Ama ne yazık ki o gencin emeğini gören yok.

Daha da acısı:

Genç kızlarımız…

Çoğu zaman “kafede çalıştığı” için ayıplanan,

Ama aynı zamanda ev geçindirmek zorunda olan…

Bir yandan toplumun bakışıyla, öte yandan patronun vicdansızlığıyla ezilen…

Saat gece yarısı olmuş, ama o hâlâ temizlik yapıyor.

Yarın sabah yine ilk otobüse binecek.

Ve kimse onun “hayatı”nı sormayacak.

Çünkü Hakkâri’de genç olmak;

Bir zincir marketin stok raflarında unutulmuş hayallere benzer. Bir dönercinin yağlı tavasında eriyip giden umuda. Bir kafenin camında silinip duran bir geleceğe benzer.

Bu şehrin esnaflarına sesleniyorum,

Siz bu çocuklara vicdanınızla değil, terazinizle bakarsanız, Ne teraziniz doğru tartar, ne dükkânınız bereket görür.

Bu çocuklar bizim geleceğimiz.

Ama siz onlara bugünü bile çok görüyorsunuz.

Asgari değil, asaletli muamele görmeleri gereken bu gençleri,

Siz hesap fişinin altına ezdiniz.

Unutmayın,

Bir gencin alın terinden kar elde eden bir şehir,

Uzun vadede kendi vicdanından zarar eder.

Hakkâri, gençlerini kaybediyor.

Ve kaybettiği her gencin ardından, bir sokağı daha kararıyor.

Bir çocuğun emeğine göz diken eller, sadece o çocuğun geleceğini değil,

Bir milletin onurunu da çalıyor.

Şimdi size bir çağrım var:

İşletme sahibiysen, genç çalışanına adaletli ol.

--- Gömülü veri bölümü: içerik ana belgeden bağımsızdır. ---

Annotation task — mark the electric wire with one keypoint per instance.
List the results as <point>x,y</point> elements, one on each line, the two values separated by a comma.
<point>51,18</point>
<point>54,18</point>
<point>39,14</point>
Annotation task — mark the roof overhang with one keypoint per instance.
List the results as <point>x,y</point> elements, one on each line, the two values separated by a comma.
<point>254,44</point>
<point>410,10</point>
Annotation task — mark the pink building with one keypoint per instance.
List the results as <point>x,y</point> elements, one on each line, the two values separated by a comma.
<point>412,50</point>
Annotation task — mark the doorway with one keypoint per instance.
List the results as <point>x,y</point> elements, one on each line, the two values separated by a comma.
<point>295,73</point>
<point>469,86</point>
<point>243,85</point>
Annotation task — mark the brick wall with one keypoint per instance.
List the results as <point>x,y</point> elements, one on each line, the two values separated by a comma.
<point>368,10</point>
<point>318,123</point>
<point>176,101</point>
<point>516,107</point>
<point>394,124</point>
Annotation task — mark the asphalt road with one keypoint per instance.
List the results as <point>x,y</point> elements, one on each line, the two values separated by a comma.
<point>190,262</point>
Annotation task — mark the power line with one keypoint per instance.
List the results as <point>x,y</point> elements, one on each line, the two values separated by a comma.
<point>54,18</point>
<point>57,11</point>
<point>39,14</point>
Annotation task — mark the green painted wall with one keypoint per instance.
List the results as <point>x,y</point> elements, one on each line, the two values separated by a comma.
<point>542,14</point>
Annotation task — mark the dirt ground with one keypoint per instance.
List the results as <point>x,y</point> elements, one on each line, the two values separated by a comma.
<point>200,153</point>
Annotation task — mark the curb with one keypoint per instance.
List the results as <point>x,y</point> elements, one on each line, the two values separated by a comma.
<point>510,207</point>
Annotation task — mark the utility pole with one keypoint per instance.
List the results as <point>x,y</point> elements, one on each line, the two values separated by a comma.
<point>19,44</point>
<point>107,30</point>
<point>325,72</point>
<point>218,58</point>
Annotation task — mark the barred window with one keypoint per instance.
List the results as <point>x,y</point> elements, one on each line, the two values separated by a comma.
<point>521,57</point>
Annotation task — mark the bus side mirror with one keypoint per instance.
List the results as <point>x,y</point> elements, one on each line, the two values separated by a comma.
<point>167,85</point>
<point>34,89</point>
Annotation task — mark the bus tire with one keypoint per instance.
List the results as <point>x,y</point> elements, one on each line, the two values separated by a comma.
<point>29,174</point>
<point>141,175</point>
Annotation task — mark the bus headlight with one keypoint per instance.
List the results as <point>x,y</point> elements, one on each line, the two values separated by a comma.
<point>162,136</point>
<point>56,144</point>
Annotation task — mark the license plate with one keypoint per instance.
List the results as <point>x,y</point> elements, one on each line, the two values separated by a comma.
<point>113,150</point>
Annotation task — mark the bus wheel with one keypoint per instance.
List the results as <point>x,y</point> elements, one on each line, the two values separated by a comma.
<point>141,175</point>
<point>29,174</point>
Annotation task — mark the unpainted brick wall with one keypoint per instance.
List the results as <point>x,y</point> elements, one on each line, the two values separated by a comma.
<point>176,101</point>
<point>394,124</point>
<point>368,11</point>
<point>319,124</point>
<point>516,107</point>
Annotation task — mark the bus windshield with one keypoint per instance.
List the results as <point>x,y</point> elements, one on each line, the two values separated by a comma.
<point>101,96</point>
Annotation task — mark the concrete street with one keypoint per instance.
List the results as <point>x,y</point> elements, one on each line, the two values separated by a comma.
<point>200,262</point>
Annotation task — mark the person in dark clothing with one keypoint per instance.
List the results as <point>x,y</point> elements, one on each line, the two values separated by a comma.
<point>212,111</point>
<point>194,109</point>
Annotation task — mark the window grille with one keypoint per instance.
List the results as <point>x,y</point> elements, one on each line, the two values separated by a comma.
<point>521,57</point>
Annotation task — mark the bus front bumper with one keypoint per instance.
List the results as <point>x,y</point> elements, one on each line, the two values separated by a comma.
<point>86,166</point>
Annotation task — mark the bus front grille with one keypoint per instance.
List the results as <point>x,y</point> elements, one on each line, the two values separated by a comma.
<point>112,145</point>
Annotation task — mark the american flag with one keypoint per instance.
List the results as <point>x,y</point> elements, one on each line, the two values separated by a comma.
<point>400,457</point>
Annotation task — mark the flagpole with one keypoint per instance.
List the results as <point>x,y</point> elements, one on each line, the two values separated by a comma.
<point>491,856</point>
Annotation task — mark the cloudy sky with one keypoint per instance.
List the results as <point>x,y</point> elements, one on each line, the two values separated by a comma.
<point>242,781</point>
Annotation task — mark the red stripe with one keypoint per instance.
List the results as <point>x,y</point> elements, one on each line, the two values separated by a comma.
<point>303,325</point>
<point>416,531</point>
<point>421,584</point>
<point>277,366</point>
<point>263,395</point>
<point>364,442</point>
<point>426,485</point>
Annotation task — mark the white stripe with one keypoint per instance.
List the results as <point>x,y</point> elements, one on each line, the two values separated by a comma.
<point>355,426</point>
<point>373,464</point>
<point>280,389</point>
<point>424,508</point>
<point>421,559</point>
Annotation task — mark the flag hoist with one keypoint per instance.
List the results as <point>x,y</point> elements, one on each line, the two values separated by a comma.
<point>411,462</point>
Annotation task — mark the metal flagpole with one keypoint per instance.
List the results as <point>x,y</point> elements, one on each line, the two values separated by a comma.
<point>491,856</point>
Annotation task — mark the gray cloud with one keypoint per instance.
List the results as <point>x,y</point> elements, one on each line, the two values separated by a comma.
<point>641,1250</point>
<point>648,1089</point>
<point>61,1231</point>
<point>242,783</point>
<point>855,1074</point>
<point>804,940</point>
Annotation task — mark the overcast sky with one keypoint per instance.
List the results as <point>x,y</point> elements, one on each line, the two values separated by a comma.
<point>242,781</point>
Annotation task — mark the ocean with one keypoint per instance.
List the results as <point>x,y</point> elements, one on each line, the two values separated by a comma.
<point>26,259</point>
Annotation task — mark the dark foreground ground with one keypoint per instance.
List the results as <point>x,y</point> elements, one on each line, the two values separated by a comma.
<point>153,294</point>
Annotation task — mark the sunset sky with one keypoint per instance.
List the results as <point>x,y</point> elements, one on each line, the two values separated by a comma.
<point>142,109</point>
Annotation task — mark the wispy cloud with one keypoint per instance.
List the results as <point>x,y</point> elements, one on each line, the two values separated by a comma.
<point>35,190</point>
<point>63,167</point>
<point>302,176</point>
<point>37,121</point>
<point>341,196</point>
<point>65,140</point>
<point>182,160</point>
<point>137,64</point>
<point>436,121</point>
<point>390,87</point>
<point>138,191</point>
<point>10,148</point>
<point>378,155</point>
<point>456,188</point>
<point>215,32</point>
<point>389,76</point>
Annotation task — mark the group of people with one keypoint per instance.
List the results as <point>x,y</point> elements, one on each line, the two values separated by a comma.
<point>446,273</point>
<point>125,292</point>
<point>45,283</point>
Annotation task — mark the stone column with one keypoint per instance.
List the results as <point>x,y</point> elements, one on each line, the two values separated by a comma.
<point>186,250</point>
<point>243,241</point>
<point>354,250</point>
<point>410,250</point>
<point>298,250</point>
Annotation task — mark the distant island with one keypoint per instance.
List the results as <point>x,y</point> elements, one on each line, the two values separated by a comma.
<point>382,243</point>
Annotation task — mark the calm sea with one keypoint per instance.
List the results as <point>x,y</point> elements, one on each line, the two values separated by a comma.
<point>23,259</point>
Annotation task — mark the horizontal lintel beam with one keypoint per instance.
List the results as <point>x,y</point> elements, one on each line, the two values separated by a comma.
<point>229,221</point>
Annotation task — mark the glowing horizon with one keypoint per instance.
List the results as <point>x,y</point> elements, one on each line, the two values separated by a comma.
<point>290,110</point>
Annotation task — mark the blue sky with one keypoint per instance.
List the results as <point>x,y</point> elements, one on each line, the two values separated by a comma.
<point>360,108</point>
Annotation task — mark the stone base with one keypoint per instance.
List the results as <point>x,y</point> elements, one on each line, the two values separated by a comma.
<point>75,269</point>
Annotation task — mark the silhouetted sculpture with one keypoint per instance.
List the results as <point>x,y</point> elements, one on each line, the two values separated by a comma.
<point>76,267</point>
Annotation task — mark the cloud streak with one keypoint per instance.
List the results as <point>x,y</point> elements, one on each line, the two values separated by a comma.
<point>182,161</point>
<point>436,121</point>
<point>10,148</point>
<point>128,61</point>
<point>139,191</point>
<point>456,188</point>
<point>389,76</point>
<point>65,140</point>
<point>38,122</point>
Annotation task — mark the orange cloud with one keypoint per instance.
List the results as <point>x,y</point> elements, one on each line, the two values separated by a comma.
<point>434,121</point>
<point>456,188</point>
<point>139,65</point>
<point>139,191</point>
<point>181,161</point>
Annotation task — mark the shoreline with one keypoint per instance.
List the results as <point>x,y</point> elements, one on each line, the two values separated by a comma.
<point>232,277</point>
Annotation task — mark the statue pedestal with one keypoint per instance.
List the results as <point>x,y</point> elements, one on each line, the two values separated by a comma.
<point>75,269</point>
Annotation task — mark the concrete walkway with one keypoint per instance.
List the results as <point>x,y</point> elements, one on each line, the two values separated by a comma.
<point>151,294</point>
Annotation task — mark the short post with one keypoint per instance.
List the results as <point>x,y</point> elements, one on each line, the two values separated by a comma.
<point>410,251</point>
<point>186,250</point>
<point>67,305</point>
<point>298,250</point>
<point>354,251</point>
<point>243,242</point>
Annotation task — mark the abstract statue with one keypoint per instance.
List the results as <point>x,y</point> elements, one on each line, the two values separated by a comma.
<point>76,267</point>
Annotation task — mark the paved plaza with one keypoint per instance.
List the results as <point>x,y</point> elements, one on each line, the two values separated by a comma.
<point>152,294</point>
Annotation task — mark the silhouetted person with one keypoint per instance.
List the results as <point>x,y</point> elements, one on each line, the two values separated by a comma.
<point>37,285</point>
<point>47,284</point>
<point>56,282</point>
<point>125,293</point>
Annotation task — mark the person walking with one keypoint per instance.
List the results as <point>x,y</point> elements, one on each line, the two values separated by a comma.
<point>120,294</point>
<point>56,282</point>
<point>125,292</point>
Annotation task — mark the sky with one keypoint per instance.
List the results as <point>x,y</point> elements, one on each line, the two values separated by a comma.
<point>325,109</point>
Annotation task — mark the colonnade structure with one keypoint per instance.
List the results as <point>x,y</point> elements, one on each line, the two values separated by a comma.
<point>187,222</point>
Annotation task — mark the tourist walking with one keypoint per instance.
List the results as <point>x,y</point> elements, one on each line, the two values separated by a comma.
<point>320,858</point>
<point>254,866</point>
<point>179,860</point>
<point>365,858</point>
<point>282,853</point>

Mülk sahibiysen, kira sözleşmesine değil insan onuruna saygılı ol. Toplumda bir yerin varsa, bu gençlerin sesi ol.

Çünkü bir şehir, gençlerini ne kadar tutabiliyorsa o kadar güçlüdür.

Ve Hakkâri, ancak gençleri bu şehirde kalmaya değer bulursa iyileşir.

Söylenecek çok söz var ama en çok da susanlara söylemek gerek:

Çocukların emeğini görmeyen gözler, bir gün kendi çocuğunun gözyaşında boğulur.

Not: Bu yazıyı yazmamın sebebi, Hakkâri’deki gençlerin sosyal medya üzerindeki itiraf sayfalarına yazdığı dert dolu mesajlardır. Her biri bir haykırış, bir suskunluğun kalemle boğulmuş hâli. Ben de o seslerin sesi olmak istedim. Çünkü bazı sessizlikler çok şey anlatır; ve bazı yazılar sadece okunmaz, hissedilir.